Closed guillaumemichel closed 1 year ago
Some tests are failing randomly, and it is a hell to debug
Note the tests timeout.
Some tests seem to enter randomly an infinite loop, and some seem to always enter an infinite loop, resulting in the tests timing out.
This isn't the case without the new go routine in peerFound
introduced in this PR. I don't understand the root cause, and it is hard to debug because of the nature of the tests.
I'm not up on the specifics here, but want to understand the testing situation. Do we have regression tests in place for the fix? Is this change causing other tests to fail? I know we want to get this out, but I'd like to understand what it takes to do it right.
@Jorropo and I debugged the tests, but were not able to get them to work yet. It seems unrelated to the new code, but it wouldn't be wise to push this change. We also uncovered new bugs. More debugging is required to fix the broken tests.

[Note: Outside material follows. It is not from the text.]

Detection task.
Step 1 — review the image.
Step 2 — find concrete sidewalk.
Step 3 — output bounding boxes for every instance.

If Kubo has to be released shortly, I would recommend reverting this change and using go-libp2p-kad-dht v0.23.0, and the fix will (hopefully) make it to the next release.

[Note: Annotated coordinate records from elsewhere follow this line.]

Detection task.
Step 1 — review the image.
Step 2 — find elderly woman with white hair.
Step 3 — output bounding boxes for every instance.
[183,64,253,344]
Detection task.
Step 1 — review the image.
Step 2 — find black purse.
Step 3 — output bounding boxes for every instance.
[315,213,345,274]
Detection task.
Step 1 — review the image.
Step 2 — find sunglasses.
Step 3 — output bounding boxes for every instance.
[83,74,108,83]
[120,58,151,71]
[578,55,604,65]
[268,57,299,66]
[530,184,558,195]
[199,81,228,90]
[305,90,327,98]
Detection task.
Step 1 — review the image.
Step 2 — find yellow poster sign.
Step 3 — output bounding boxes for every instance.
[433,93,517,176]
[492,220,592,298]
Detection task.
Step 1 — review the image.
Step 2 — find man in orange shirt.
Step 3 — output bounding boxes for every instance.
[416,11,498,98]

Thanks for the update and work @guillaumemichel and @Jorropo .
Per 2023-06-14 verbal with @Jorropo , we agreed that we won't block the Kubo release on this. It can come in a followup Kubo release.
@Jorropo : to be 100% clear for anyone watching, I assume we'll revert the change and do a patch release (rather than recommend consumers use the previous version)? (The functionality would be restored and include a fix as a followup patch release.)
yes
addresses https://github.com/libp2p/go-libp2p-kad-dht/issues/849
depends on https://github.com/libp2p/go-libp2p-kbucket/pull/120
linked: https://github.com/ipfs/kubo/issues/9814